Illustrirtes Familienblatt. – Herausgeber Ernst Keil.

Wöchentlich 1 1/2 bis 2 Bogen. Durch alle Buchhandlungen und Postämter vierteljährlich für 15 Ngr. zu beziehen.

Der böse Nachbar
Erzählung von Levin Schücking.
(Fortsetzung.)

Allmer seufzte. „Sagen Sie es immerhin, mein Fräulein,“ sprach er dann … „ja wohl, es ist ein kläglicher Wille, dieser Wille, den ich hatte, Ihnen zu gehorchen, Ihnen durch meine leidenschaftlichen Bewerbungen nicht lästig zu fallen, Ihnen Zeit zu lassen, sich über Ihre Gefühle klar zu werden, mir die Zeit, durch stille Ergebenheit Ihre Gunst zu erringen … die Leidenschaft ist stärker, die Leidenschaft, die mich während dieses Harrens, während dieser furchtbaren Ungewißheit verzehrt, martert, auf eine unsägliche Folter spannt, die mich tödtet … Eugenie, seien Sie barmherzig … jetzt, wo ich in einen Kampf, in eine Gefahr um Ihretwillen gehen will, nur um den Verdruß zu rächen, der Ihnen angethan wurde – jetzt sprechen Sie endlich ein Ja, das diesen Zustand in ein grenzenloses Glück verkehrt, oder ein Nein, das mich zur Raserei treibt, das mich fähig macht, zu tödten und zu vernichten, die Welt in Flammen zu setzen, das entsetzlich, ganz entsetzlich wäre …“

Allmer sprach diese Worte mit einer Heftigkeit, mit einer Gluth aus, die nur allzu deutlich von der furchtbaren Leidenschaft zeugte, der dieser Mann sich hingegeben fühlte und die seinem Willen in der That vollständig sich dienstbar gemacht zu haben schien.

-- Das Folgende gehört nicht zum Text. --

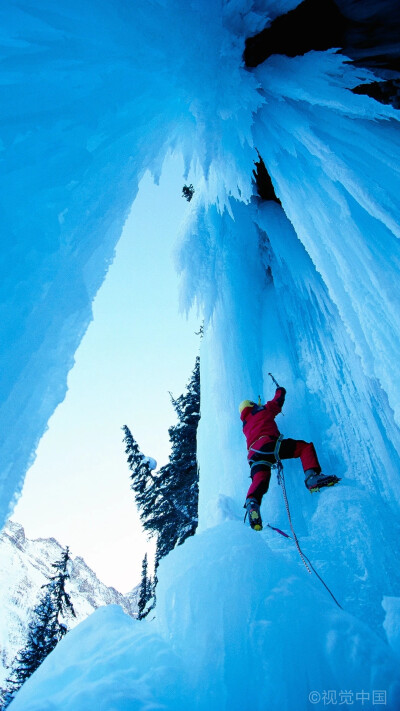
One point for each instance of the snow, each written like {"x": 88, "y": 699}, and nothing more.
{"x": 216, "y": 639}
{"x": 307, "y": 291}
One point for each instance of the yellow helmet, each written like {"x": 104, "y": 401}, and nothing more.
{"x": 245, "y": 403}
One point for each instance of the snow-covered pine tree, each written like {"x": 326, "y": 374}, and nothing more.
{"x": 146, "y": 591}
{"x": 45, "y": 629}
{"x": 168, "y": 499}
{"x": 142, "y": 477}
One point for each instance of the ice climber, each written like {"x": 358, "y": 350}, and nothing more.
{"x": 265, "y": 445}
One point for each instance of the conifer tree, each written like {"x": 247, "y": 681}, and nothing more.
{"x": 168, "y": 499}
{"x": 145, "y": 593}
{"x": 45, "y": 629}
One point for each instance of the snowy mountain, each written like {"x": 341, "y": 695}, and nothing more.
{"x": 24, "y": 567}
{"x": 296, "y": 273}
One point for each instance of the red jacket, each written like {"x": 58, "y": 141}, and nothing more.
{"x": 259, "y": 424}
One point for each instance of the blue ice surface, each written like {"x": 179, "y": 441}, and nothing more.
{"x": 94, "y": 96}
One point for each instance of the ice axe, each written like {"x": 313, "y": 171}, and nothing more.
{"x": 277, "y": 384}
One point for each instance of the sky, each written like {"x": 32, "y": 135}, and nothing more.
{"x": 137, "y": 348}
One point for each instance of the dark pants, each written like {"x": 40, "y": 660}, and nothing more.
{"x": 289, "y": 449}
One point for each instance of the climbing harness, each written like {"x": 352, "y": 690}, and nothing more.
{"x": 275, "y": 453}
{"x": 286, "y": 535}
{"x": 306, "y": 561}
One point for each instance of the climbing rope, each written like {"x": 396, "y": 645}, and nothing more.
{"x": 286, "y": 535}
{"x": 281, "y": 482}
{"x": 306, "y": 561}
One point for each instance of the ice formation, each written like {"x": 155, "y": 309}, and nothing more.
{"x": 95, "y": 94}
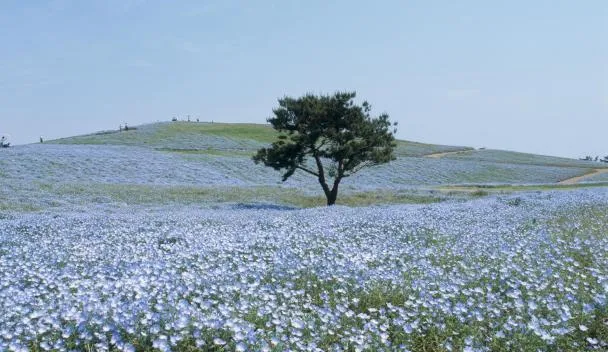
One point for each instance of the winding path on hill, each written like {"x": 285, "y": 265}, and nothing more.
{"x": 442, "y": 154}
{"x": 573, "y": 180}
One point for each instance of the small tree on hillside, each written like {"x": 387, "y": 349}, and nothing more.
{"x": 338, "y": 136}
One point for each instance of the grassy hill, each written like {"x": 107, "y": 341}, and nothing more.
{"x": 210, "y": 163}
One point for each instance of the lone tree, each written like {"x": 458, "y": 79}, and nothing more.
{"x": 338, "y": 136}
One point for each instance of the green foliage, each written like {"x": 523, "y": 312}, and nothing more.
{"x": 328, "y": 129}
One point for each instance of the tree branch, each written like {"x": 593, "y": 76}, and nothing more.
{"x": 307, "y": 170}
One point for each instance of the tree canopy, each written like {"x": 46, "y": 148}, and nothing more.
{"x": 329, "y": 137}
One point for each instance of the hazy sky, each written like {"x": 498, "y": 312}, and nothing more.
{"x": 529, "y": 76}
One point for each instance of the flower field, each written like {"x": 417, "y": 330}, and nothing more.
{"x": 169, "y": 238}
{"x": 498, "y": 273}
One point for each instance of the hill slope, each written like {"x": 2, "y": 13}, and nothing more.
{"x": 206, "y": 163}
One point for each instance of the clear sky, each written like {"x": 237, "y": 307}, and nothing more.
{"x": 521, "y": 75}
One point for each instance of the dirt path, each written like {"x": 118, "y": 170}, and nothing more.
{"x": 573, "y": 180}
{"x": 441, "y": 155}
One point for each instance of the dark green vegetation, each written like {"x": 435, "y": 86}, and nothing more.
{"x": 237, "y": 143}
{"x": 329, "y": 129}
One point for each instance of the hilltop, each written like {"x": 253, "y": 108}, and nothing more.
{"x": 210, "y": 163}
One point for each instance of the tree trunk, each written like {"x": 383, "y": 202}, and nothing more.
{"x": 333, "y": 194}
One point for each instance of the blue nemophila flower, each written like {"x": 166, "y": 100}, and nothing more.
{"x": 364, "y": 278}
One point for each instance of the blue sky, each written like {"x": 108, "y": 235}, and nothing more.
{"x": 529, "y": 76}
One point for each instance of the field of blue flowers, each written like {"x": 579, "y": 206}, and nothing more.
{"x": 80, "y": 271}
{"x": 499, "y": 273}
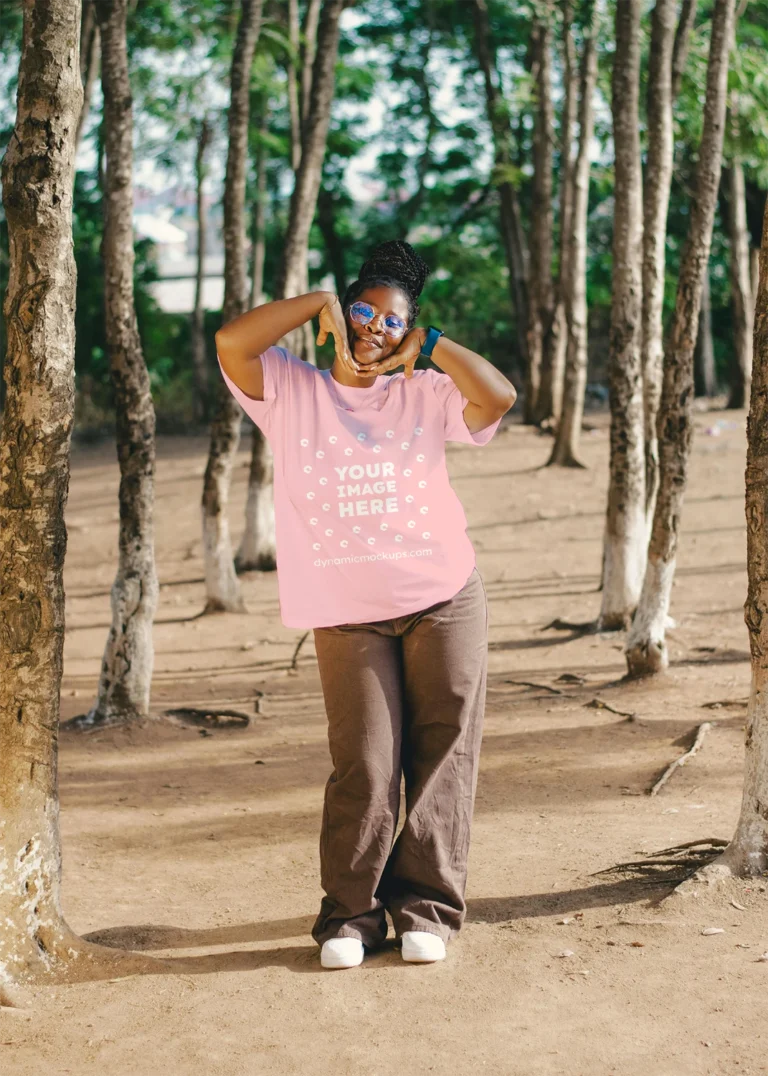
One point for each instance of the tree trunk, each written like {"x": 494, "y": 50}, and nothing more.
{"x": 89, "y": 59}
{"x": 740, "y": 366}
{"x": 202, "y": 387}
{"x": 568, "y": 122}
{"x": 566, "y": 450}
{"x": 542, "y": 225}
{"x": 258, "y": 216}
{"x": 705, "y": 383}
{"x": 292, "y": 279}
{"x": 624, "y": 552}
{"x": 656, "y": 190}
{"x": 38, "y": 173}
{"x": 309, "y": 50}
{"x": 748, "y": 851}
{"x": 646, "y": 651}
{"x": 512, "y": 235}
{"x": 127, "y": 664}
{"x": 222, "y": 586}
{"x": 294, "y": 113}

„O mein Gott!“ sagte Eugenie tief erschrocken und vollständig darauf verzichtend, die Zeichen dieses Erschrockenseins durch ihre Selbstbeherrschung zu unterdrücken … „wie darf ich denn zu einem Manne sprechen, der sich so von seiner Leidenschaft bewältigen läßt, der mich zwingen will, der meinen Willen durch Schrecken zu unterjochen sucht … Sie sind fürchterlich!“

Eugenie war todtenblaß geworden, sie hatte ihre Arbeit fallen lassen und sah Allmer mit weit aufgerissenen Augen, in denen sich eine wirkliche Seelenangst spiegelte, an.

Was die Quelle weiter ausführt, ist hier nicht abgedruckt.